23 sierpnia 2014

Chcę opowiedzieć tę historię jeszcze raz / Brzemię – Jeanette Winterson/

No i otwarłam TĘ książkę. Nasłuchałam się o niej tylu skrajnych opinii, że stanowiło, to dla mnie nie lada wyzwanie. Czy tą, która obróci w perzynę mój świat będzie Winterson? Niby przy obecnym nieumeblowaniu panującym w mojej głowie, to nic trudnego - jednak podstawy mam solidne, więc ruszyć je wcale nie jest tak łatwo. Tak, więc obróciłam kilka razy w dłoniach, pogłaskałam okładkę, otwarłam, zamknęłam, otwarłam i zamknęłam… Z jednej strony coś mnie odpychało, coś przyciągało. W końcu - w otwartej – oczy same znalazły słowa. I zaczęło się.
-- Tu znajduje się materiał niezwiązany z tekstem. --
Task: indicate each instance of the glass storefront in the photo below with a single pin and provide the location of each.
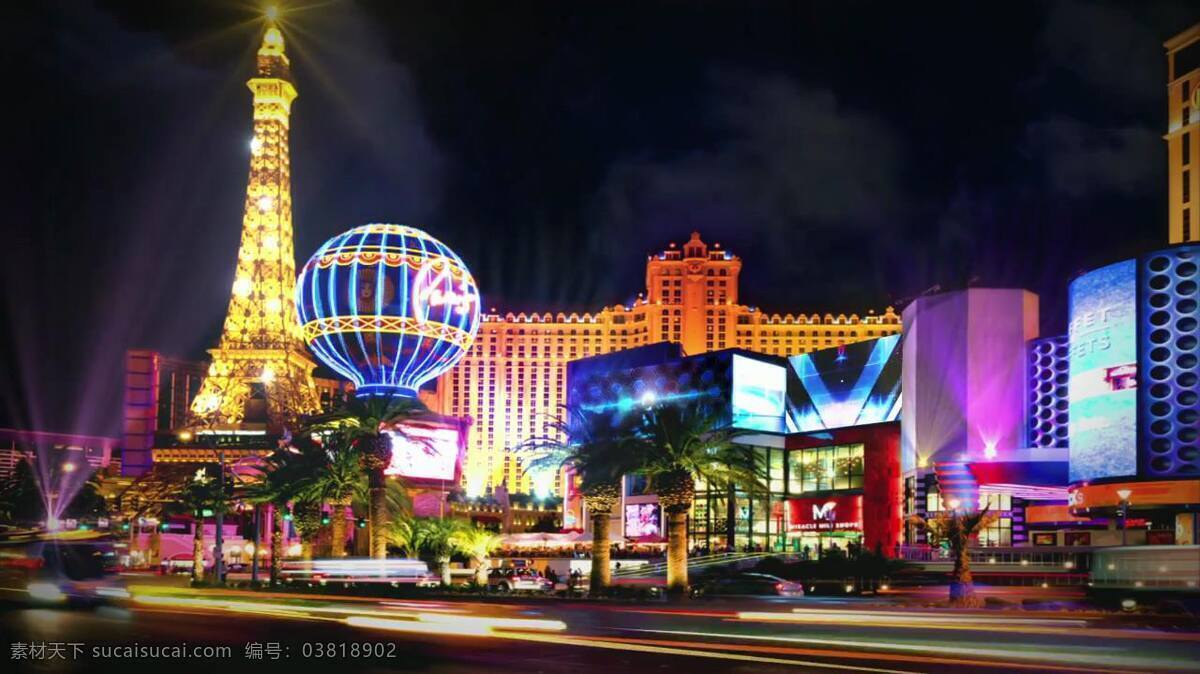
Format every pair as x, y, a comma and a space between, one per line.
733, 519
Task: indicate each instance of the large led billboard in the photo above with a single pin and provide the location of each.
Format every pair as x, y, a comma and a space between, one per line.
642, 521
850, 385
760, 391
426, 453
1103, 365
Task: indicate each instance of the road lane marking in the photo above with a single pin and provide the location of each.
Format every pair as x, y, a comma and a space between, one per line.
1078, 657
874, 656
I tak jak z początkiem czytania jest z całą lekturą. Autorka ma dosyć enigmatyczny styl pisania. Nie uzyskujemy jednoznacznej informacji. Głębokie myśli ubrane w poetycki język, momentami przyciężkawy, momentami subtelny – ale do zniesienia - zderzone zostają z wulgarnością, która wydaje się nie pasować, być częścią innej układanki - pomyłką. Jak igła wbita w oko, którą jeszcze ktoś ma czelność kręcić i gmerać… Taki był jednak zamysł autorki, wyrwać nas z melancholijnego odrętwienia. Wzbudzić niepokój, zniesmaczyć. Pokazać odwieczną dwoistość świata. Brutalną siłę, która wygrywa, chociaż przegrywa. Narzucić temu wszystkiemu kostium mitologii i z drwiącym uśmieszkiem obserwować reakcję. Tak przynajmniej ja to odbieram.

***
Tak, jak sugeruje autorka we wstępie, nie można tej książki czytać inaczej, niż "przez nią". Ma potrzebę obnażenia się, ale takiego obnażenia, żeby wszyscy wiedzieli, że ewentualnie jest ubrana. Bo jest prawdziwe tylko w sekundzie tworzenia, jak sam akt tworzenia - nie potem. Nie jest więc to powieść autobiograficzna: jest fikcją na tyle na ile nią jest, a prawdą też na tyle na ile jest prawdą. Szkoda, że aż za bardzo w pewnym momencie tekst przestaje być reinterpretacją mitu, a staje się zapisem procesu twórczego, świadectwem narodzin pomysłu itd. Zupełnie niepotrzebnie. Wiąże się to z narzuceniem czytelnikowi określonej interpretacji. Raz, że autorka, aż nazbyt bezpośrednio, pisze nam o co jej chodzi: nie uciekniemy ani przez przeszłością, ani przed przyszłością i naprawdę trzeba mieć w sobie siłę, by zmienić swoje życie, by nie pędzić w paszczę lwa, by nie dać się zabić temu, kim jesteśmy (czyli: byśmy nie byli narcystyczni jak Herakles, który sam siebie wykończył, czy Atlas, który przegapił wieczność). Dwa: bardzo wyraźnie daje do zrozumienia, że w reinterpretacji mitu odnalazła swoje życie, albo odwrotnie. Jeśli w tym sensie ta powieść pełni funkcję terapeutyczną, pracę nad odrzuceniem, ucieczką i trudnym dzieciństwem, to dobrze. Szkoda tylko, że czytelnik wspólnie z autorką bawi się jej bebechami, oglądając zajawkę serialu pt. Mitologia dla opornych. Nie każdy wpadnie na to, by odrzucić, to co w tekście jest płytkie. Nie każdy zrozumie, że chodzi też o jego życie. A może i dobrze - to nie jest wcale lektura dla każdego.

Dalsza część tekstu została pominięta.